[Rpm-maint] Re: [lsb-discuss] [packaging] RFC: Berlin Packaging API
Sam Hart
criswellious at gmail.com
Thu Feb 28 15:15:36 UTC 2008
On Thu, Feb 28, 2008 at 9:42 AM, Robert Schweikert
<robert.schweikert at mathworks.com> wrote:
> Dan Kegel wrote:
> > <robert.schweikert at mathworks.com> wrote:
> >
> >> ISVs MUST have the option to let their customers
> >> install an application without root access.
> >>
> >> Being able to tell the underlying system what is being installed and
> >> where it is being installed is a convenience for the user and/or the
> >> system administrator.
> >>
> >
> > Apps that are installed without root access should not
> > be announced to the package manager.
> Why not?
>
> Lets say I am a user and want to install application X on my system and
> I do not have root access. I use the installer the app provides, the app
> installs and all is well. At some point later I want to install
> application Y, which happens to expect X to be present. As a user I
> don't want to do the leg work of telling Y that X is really there and
> where it is, I just expect the installer of Y to do the leg work for me
> and figure this out.
>
> As the provider of Y there is an obvious solution, ask the system if X
> is installed and where it is. Then I can do the legwork for my user and
> provide a reasonably pleasant install experience.
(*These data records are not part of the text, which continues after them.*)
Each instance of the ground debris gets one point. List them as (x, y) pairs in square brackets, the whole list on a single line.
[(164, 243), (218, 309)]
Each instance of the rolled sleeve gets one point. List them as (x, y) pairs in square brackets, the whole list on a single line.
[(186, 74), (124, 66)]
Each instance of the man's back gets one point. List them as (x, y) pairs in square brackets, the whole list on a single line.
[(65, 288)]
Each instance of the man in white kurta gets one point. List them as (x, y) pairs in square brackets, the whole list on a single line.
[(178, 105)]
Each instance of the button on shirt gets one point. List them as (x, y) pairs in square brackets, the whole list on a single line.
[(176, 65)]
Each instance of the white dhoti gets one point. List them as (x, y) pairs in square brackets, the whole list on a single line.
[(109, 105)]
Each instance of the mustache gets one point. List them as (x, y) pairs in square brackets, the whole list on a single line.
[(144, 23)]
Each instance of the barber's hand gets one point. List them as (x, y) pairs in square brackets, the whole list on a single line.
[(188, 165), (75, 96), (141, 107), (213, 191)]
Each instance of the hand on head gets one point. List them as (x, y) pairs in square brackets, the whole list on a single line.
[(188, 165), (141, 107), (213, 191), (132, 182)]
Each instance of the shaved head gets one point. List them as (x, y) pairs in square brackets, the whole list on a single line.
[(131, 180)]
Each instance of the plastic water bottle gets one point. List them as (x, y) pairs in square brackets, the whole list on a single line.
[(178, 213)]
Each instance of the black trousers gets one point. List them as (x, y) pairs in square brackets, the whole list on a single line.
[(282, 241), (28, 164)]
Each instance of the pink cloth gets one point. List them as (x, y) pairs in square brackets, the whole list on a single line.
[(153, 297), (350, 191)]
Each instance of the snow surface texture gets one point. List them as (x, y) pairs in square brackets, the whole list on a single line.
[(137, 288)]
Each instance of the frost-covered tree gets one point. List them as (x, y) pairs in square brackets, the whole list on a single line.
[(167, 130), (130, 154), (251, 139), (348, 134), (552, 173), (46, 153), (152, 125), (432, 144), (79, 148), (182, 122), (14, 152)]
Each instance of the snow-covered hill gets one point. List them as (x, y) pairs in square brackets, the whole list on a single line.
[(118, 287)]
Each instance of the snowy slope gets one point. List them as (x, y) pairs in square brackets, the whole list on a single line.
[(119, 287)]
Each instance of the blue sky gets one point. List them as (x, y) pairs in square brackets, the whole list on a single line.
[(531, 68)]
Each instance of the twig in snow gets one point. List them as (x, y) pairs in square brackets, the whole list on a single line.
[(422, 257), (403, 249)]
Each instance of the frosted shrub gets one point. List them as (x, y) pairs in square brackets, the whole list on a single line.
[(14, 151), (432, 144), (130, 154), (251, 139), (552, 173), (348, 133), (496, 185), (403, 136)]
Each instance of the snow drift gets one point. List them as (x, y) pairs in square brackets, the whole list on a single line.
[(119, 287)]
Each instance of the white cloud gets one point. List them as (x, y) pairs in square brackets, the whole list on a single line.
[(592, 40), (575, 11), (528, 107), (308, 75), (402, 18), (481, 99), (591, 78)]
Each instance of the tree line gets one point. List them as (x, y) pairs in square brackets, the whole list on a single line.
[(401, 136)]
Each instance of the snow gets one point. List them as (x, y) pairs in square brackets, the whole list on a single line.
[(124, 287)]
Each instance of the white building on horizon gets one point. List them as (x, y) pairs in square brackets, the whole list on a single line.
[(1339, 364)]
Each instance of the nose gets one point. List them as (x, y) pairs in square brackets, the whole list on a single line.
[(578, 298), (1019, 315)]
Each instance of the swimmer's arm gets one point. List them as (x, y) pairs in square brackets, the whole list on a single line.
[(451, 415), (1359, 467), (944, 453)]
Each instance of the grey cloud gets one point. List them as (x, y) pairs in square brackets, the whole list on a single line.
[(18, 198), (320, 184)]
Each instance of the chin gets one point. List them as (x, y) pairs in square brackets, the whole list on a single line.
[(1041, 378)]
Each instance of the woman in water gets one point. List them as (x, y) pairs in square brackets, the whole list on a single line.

Having the package
> manager as that interface appears to make sense to me.
That would be very nice, but providing a non-privileged user a way to
insert data into a system-wide package management system could be a
potential security issue and it's something I doubt very seriously
that any distribution (or even any Unix) would allow such a thing.
Now, if there was a way to sandbox it, e.g., have something set aside
in the package management system that is *explicitly* set aside for
user-installed applications, that would work.
IIRC (and I may be completely wrong here, I haven't looked back to
check, it just sounds familiar) the original discussion on this
included some talk of this very thing in the Berlin API.